Der schönste, größte, wichtigste Tag im Leben einer Frau ist - natürlich - die eigene Hochzeit. Er wird monatelang minutiös durchgeplant, die Einladungen natürlich samt Dress-Code werden schon Wochen vorher verschickt und wehe, einer hält sich nicht dran... Und dann das: Wie krone.at berichtet, hielten sich auf einer Feier einer Hochzeitsgesellschaft im ungarischen Sopron am Neusiedler See die eingeladenen Gäste brav an die Vorgaben des Brautpaars, nur einer nicht - er war ein ungebetener. Er kam in Unterhosen. 

Pünktlich zur Mitternachtseinlage, so berichtet krone.at, hatte sich die Gesellschaft um den einen Partygast erweitert. Nicht weiter schlimm und wäre bestimmt nicht aufgefallen, doch die Unterhose des Niederösterreichers erregte zwischen den Abendkleidern und Smokings dann doch Aufmerksamkeit. Er wurde zum Gehen aufgefordert, doch ihm gefiel wohl die Feier - und so blieb er. 

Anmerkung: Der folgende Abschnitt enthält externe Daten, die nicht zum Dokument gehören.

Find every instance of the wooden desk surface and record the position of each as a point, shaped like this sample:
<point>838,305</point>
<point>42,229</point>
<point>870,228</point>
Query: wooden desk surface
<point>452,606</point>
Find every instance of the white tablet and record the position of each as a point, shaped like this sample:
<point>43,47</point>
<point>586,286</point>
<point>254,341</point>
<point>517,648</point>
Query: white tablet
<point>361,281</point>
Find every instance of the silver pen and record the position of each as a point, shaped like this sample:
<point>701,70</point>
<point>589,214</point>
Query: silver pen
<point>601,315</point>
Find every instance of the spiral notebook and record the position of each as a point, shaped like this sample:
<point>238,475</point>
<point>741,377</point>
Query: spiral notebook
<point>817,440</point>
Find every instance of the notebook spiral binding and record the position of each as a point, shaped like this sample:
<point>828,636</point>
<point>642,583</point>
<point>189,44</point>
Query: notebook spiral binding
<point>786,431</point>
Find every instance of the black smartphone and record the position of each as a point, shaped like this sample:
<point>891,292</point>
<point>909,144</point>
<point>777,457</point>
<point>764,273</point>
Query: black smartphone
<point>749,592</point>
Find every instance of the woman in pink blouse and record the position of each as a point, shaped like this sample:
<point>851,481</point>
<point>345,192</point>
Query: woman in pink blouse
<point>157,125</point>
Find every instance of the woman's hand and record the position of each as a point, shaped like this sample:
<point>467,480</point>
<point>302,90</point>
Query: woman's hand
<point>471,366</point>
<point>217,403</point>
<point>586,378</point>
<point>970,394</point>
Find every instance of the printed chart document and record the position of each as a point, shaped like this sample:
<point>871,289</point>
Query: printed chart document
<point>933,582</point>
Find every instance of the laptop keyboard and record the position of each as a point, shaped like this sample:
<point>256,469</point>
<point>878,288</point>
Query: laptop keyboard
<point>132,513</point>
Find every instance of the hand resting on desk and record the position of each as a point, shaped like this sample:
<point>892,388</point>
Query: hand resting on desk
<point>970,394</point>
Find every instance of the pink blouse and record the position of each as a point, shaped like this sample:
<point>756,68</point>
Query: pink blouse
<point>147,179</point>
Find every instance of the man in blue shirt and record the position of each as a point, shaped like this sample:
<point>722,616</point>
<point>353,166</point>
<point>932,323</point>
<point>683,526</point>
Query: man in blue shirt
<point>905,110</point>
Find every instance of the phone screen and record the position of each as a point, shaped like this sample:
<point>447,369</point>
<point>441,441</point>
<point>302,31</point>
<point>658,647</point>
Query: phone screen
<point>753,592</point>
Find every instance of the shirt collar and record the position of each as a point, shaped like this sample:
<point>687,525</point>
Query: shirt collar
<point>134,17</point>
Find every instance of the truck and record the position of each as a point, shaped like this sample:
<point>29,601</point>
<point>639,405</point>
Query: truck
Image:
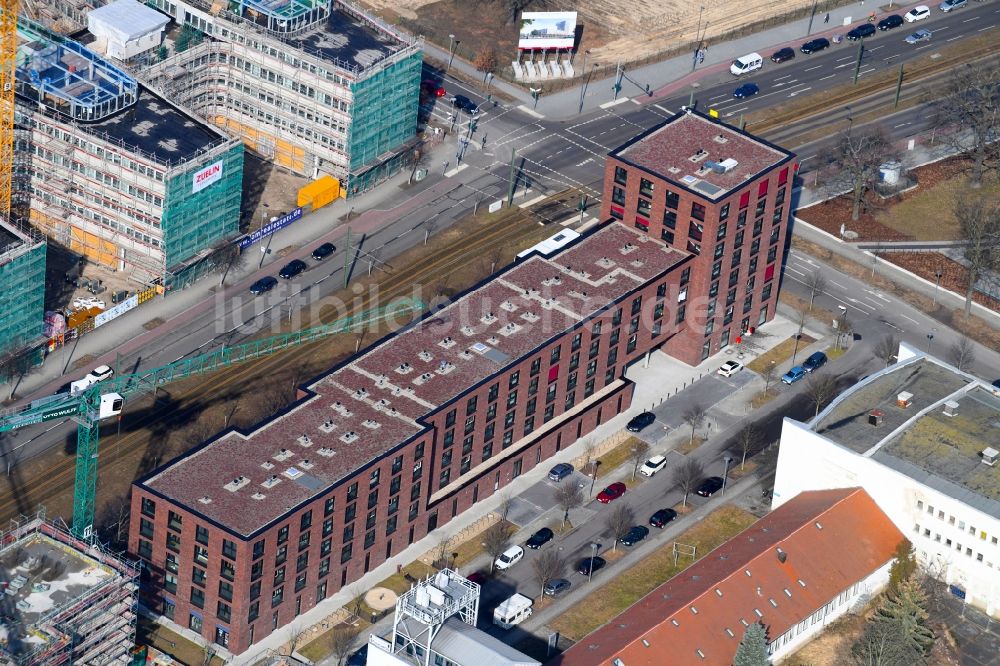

Der „Hilferuf" des frisch vermählten Paares an die Polizisten wiederum war genauso kurios wie die Geschichte selbst: „Bei uns sitzt ein halbnackter Mann am Tisch und will unbedingt mit uns anstoßen", werden die beiden bei krone.at zitiert. Wohl neugierig geworden, ging eine Streife bestehend aus ungarischen und burgenländischen Beamten der Sache nach. Sie fanden den 64-jährigen Mann aus dem Raum St. Pölten. Der jedoch hatte keine Ahnung, wo seine Kleidung abgeblieben war und so mussten die Polizisten ihm noch eine Hose, ein Hemd und Schuhe kaufen.

In der Garderobe wurden aber dann doch noch seine Jacke samt Reisepass und Scheckkarte gefunden. Und weil der leicht alkoholisierte Mann die restliche Nacht nicht in einer Notunterkunft verbringen wollte, wurde gleich zum Bahnhof gebracht. 

Am Ende erzählte der Gast in Unterhosen den Polizisten dann noch, dass ihm wohl ein Unbekannter auf seiner Busreise von Niederösterreich nach Bük K.O.-Tropfen gegeben haben musste.